ARTICLE 19 Eastern Africa calls for greater transparency in Facebook’s content moderation and reporting processes regarding the withdrawal of accounts in Sudan and Ethiopia in 2021. We are concerned by the non-comprehensive transparency reporting surrounding the account removals in both countries.
In June 2021, Facebook released the ‘Coordinated Inauthentic Behavior Report’ detailing its take-down of accounts being used to ‘manipulate public debate.’ According to the report, accounts from seven countries, including Sudan and Ethiopia, were taken down. Facebook defines coordinated inauthentic behavior (CIB) as ‘domestic, non-government campaigns that include groups of accounts and Pages seeking to mislead people about who they are and what they are doing while relying on fake accounts.’ Facebook states that it removes both inauthentic and authentic accounts, Pages and Groups directly involved in this activity.
We commend Facebook for its efforts to curb information disorders in Eastern Africa, and beyond. However, we maintain that companies’ transparency reporting must be comprehensive, especially where highly restrictive sanctions such as permanent removal for non-compliance with Terms of Service have been applied and where accounts and content have been removed following recommendations from third parties. This is not only important for the protection and promotion of the right to freedom of expression, but also integral to Facebook’s obligation to respect human rights, as affirmed in the UN Guiding Principles on Business and Human Rights.

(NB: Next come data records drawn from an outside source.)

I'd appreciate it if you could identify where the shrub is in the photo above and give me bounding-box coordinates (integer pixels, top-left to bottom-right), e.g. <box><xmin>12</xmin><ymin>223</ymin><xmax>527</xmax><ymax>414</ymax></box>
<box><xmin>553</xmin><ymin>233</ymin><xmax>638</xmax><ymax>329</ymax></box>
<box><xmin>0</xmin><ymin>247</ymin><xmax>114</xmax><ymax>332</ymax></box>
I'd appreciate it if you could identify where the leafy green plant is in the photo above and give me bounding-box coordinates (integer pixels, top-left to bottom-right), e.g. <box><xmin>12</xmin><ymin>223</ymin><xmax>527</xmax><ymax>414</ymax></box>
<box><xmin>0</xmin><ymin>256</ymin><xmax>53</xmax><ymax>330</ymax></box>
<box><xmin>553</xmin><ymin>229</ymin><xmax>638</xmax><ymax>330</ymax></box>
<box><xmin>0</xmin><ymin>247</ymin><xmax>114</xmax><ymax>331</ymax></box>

In Sudan, Facebook removed ‘53 Facebook accounts, 51 pages, three groups, and 18 Instagram accounts’ that targeted domestic audiences and were linked to individuals including those associated with the Future Movement for Reform and Development, a political party in the country. Facebook stated that they were alerted about the existence of this network following reports from a third party, researchers at Valent Projects, a digital agency for social impact. ARTICLE 19 is concerned that, although some information is provided in the report about concerns with the accounts, Facebook’s CIB report does not detail the information it received from the researchers at Valent Projects, which led to the removal of accounts on both Facebook and Instagram. Further, ARTICLE 19 notes that the report does not specify whether the account holders were given an opportunity to respond, before the removal, despite the impact of this action on freedom of expression and access to information online in Sudan.
In Ethiopia, Facebook removed ‘62 Facebook accounts, 49 Pages, 26 Groups, and 32 accounts on Instagram’ that targeted domestic audiences and were linked to individuals associated with the Information Network Security Agency in Ethiopia (INSA). Facebook stated that they found this network as part of an internal investigation into suspected coordinated inauthentic behavior in the region. The conclusive findings of the internal investigation that were shared with the public do not disclose the administrative process followed, effectively denying Ethiopian citizens and the public in general, the opportunity to review the conduct of their government, in what constitutes a matter of public interest.
We call on the Facebook Oversight Board to investigate Facebook’s decision to remove, rather than temporarily, permanently or indefinitely suspend, the removed accounts in Sudan and Ethiopia, given their close connection to democracy, freedom of expression and public interest.